A new report from Deloitte shows that synthetic identity fraud is the fastest growing financial crime in the U.S. and could trigger need for more sophisticated biometric security systems.
Synthetic identity fraud involves fraudsters creating fabricated identities by using both fake and real information. They can then use these identities to open bank accounts, access lines of credit, apply for credit accounts and take out loans. Fraudsters can also combine real Social Security numbers with other data to establish a credit record. By making purchases and quickly paying them off, criminals can build a solid credit score to secure bigger loans and credit lines.
By the time fraud detection systems become aware, culprits have moved on and abandoned their synthetic identities.
Developing technology such as artificial intelligence has made it easier for cybercriminals to create these more believable scams. Creating false written or audio messages to bypass various security measures and access banking or account information.
The new data largely consists of novel types and forms of data such as satellite images, social media posts, geolocation data, credit card transactions and mobile application data that are starkly different from the traditionally structured financial data.

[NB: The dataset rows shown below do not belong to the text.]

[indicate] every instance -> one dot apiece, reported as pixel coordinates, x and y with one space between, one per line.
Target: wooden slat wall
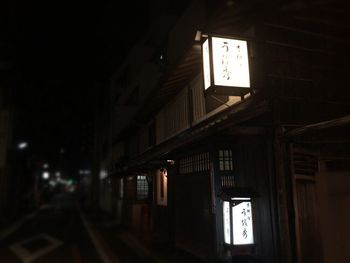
177 114
198 99
305 67
144 138
307 224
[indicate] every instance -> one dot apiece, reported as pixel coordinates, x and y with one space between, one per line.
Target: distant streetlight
22 145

To combat these seemingly undetectable attacks, businesses require a multi-layer defense mechanism, with artificial intelligence (AI) and machine learning (ML) playing a crucial role in detecting illicit activities. AI not only enhances fraud detection but also reduces the costs associated with manual checks, human error and operational inefficiencies. It is particularly relevant for businesses with regulatory requirements such as know your customer (KYC), where identity verification is essential.